Problem 57: Coding Theory in the Streaming Model
Suggested by | Atri Rudra |
---|---|
Source | Dortmund 2012 |
Short link | https://sublinear.info/57 |
Consider the problem of “codeword testing” in the data stream model. In particular, consider a code with distance[1] d. The specific problem is the following:
The input to the problem is a vector \mathbb{y}\in\Sigma^n and integer parameters 0\le \tau_1<\tau_2\le n. The algorithm has to decide whether
\Delta(\mathbb{y},C)\le \tau_1~ \mathrm{ or }~ \Delta(\mathbb{y},C)\geq \tau_2,
where \Delta(\mathbb{y},C) is the Hamming distance of \mathbb{y} from the closest codeword in C.
Ideally, we want a one-pass, \log^{O(1)}{n} space algorithm to solve the problem above for some good code C (that is, we have k\ge \Omega(n) and d\ge \Omega(n)). Or if we prove a hardness result, one would like a hardness result for every good code C. (For the sake of simplicity, assume that the algorithm has access to some succinct description of the code C.)
The main technical motivation comes from the case when \tau_1=0 and \tau_2\ge \epsilon n for any fixed \epsilon>0 but with constant number of queries to \mathbb{y} (i.e. in the property testing world). This question is perhaps the open question in the codeword testing literature.
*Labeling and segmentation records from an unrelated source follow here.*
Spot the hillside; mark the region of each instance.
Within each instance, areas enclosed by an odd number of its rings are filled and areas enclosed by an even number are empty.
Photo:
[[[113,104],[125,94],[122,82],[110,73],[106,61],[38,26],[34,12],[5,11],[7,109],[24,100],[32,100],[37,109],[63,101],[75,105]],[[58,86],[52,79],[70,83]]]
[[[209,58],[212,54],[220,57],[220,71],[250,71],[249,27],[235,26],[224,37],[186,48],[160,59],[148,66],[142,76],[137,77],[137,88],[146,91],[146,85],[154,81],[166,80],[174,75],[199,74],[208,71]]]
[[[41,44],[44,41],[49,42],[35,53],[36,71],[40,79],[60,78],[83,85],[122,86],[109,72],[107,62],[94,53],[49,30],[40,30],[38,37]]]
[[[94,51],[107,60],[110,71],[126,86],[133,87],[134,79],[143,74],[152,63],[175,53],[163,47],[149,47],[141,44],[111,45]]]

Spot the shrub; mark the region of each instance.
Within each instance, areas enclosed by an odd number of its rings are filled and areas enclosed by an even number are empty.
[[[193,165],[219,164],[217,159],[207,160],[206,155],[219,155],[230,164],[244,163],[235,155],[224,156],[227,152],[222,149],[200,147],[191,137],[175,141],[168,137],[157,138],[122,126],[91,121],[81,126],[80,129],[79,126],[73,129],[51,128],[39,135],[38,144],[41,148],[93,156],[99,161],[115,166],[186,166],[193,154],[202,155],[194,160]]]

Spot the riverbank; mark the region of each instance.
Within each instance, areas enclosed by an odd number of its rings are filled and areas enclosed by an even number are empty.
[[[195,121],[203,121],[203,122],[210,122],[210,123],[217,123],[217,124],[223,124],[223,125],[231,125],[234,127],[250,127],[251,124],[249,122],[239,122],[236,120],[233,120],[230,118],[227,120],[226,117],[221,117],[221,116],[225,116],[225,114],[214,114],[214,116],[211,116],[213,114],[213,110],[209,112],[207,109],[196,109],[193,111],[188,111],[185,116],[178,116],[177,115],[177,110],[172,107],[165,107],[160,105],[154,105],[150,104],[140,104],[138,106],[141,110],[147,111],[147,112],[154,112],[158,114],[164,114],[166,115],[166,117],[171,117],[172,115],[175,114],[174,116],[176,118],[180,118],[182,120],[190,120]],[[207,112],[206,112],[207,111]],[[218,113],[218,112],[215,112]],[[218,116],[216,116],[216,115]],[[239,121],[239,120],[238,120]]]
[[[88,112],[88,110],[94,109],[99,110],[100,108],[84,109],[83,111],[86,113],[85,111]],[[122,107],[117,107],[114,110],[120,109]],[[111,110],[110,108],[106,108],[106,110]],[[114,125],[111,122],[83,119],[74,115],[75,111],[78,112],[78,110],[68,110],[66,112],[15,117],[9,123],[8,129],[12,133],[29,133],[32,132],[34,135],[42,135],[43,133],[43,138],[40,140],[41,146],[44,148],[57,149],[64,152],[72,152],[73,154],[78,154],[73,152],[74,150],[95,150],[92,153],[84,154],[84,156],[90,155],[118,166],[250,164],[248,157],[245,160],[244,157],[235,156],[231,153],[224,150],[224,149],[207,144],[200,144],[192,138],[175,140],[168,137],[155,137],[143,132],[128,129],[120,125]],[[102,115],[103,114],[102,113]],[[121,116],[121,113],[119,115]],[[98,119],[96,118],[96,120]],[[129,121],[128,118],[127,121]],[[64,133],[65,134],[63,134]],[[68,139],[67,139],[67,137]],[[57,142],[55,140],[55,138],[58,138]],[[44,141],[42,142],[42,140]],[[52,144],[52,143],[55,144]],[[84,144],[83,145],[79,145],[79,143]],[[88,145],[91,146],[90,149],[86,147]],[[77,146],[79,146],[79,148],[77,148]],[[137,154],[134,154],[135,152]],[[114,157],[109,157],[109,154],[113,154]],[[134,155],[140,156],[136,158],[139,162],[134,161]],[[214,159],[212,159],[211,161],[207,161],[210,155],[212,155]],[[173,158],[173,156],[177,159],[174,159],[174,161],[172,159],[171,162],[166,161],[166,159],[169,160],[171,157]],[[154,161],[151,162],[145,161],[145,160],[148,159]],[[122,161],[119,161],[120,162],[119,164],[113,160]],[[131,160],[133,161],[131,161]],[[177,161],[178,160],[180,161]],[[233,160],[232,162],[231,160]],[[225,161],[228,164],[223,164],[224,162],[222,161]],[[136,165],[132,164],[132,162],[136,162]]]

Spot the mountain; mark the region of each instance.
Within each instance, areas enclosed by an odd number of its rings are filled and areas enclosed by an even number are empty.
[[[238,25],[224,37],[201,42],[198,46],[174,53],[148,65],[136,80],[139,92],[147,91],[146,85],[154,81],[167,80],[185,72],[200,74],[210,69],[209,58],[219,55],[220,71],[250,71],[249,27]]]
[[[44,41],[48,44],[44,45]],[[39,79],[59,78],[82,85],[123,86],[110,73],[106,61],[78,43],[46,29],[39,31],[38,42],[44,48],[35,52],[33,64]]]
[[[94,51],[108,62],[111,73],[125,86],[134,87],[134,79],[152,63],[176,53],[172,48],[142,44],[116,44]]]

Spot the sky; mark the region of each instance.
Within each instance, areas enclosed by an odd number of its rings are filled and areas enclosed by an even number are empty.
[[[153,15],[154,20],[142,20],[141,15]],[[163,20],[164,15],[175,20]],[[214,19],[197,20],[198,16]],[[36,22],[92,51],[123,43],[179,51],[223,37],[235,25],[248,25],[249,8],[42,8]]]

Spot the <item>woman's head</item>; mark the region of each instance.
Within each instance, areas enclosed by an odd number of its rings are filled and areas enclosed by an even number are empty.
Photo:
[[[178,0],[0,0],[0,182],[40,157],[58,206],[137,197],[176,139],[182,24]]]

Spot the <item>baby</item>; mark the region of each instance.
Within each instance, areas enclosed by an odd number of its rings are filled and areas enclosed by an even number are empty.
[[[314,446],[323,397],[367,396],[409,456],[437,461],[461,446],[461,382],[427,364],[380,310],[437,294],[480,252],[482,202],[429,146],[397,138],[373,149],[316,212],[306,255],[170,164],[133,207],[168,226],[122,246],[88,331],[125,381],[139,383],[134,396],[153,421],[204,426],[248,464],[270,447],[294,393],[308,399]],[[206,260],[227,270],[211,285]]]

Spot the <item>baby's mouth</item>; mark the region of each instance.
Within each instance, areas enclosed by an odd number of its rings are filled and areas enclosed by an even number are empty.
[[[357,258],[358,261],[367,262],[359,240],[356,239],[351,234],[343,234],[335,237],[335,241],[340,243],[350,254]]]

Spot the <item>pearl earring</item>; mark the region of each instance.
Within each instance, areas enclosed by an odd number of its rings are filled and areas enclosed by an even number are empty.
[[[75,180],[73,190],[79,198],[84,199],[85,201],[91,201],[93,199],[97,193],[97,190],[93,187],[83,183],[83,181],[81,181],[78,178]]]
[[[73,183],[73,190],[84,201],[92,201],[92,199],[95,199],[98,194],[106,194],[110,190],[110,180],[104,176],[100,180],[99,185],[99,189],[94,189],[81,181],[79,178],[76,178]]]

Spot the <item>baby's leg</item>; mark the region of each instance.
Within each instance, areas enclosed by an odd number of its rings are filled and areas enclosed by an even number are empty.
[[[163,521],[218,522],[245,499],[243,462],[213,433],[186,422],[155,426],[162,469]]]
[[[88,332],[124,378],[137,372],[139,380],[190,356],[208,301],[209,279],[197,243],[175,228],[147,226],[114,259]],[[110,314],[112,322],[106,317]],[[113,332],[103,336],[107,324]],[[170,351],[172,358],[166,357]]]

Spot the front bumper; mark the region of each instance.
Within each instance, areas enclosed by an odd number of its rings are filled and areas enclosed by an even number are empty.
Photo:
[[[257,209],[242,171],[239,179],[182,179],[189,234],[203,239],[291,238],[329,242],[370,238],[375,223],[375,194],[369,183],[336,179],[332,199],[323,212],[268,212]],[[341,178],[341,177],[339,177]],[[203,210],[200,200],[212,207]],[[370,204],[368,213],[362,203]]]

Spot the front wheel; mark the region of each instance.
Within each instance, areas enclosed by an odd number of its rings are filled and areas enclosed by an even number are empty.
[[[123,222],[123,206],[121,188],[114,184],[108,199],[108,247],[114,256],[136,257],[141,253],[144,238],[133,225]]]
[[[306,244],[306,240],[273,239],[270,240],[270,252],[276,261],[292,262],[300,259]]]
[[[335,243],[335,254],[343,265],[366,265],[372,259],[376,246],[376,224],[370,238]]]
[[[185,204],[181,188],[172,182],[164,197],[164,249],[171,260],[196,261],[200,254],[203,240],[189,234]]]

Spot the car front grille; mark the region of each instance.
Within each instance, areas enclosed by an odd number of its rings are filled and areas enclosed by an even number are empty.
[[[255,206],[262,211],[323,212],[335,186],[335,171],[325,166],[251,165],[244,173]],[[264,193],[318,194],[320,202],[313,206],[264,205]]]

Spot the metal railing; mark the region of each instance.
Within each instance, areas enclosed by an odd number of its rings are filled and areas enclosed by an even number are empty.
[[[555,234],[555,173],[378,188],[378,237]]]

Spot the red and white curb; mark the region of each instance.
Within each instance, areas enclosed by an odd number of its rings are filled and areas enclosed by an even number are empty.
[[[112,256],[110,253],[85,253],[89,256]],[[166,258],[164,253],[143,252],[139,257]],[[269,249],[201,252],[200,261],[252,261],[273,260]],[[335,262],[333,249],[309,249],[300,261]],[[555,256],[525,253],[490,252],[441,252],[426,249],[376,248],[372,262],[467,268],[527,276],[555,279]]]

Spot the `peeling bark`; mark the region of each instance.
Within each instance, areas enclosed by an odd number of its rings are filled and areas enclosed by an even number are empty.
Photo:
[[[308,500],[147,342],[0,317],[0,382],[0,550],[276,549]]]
The case of \tau_1>0 also makes sense in the property testing world and has been studied [GuruswamiR-05]. (See the paper for some potential practical motivations.)
One of the original motivation (in [RudraU-10]) for the study of the data-streaming version of the question was possibly to use communication complexity results to prove the impossibility of good locally testable codes.
It was shown in [RudraU-10] that for the well-known Reed-Solomon codes, the data stream version of the problem can be solved for \tau_1=0 and \tau_2=1 with one pass and logarithmic space. It can also be shown that the classical Berlekamp-Massey algorithm for decoding Reed-Solomon codes implies a solution for the case \tau_2=\tau_1+1 with one pass and space \tilde{O}(\tau_1)[2]. Finally, [McGregorRU-11] showed how to solve this problem in one pass and O(k\log{n}) space. This question is wide open:
Solve the problem above with one pass and \tilde{O}(\min(k,\tau_1)) space.
In fact the very special case of the problem above for k=\tau_1=\sqrt{n} with one pass and space o(\sqrt{n}) is also open. This is open even for the special case of Reed-Solomon codes.
Notes[edit]
- Jump up ↑ The distance of a code C is the minimum Hamming distance between any two codewords, i.e., \min_{\mathbb{x}\neq \mathbb{y}\in\Sigma^k} |\{i\in [n]| C(\mathbb{x})_i\neq C(\mathbb{y})_i\}|.
- Jump up ↑ There is a small catch: the algorithm actually computes the location of errors if the number of errors is at most \tau_1. However, results in [RudraU-10] can be used to verify if the returned error locations are indeed correct.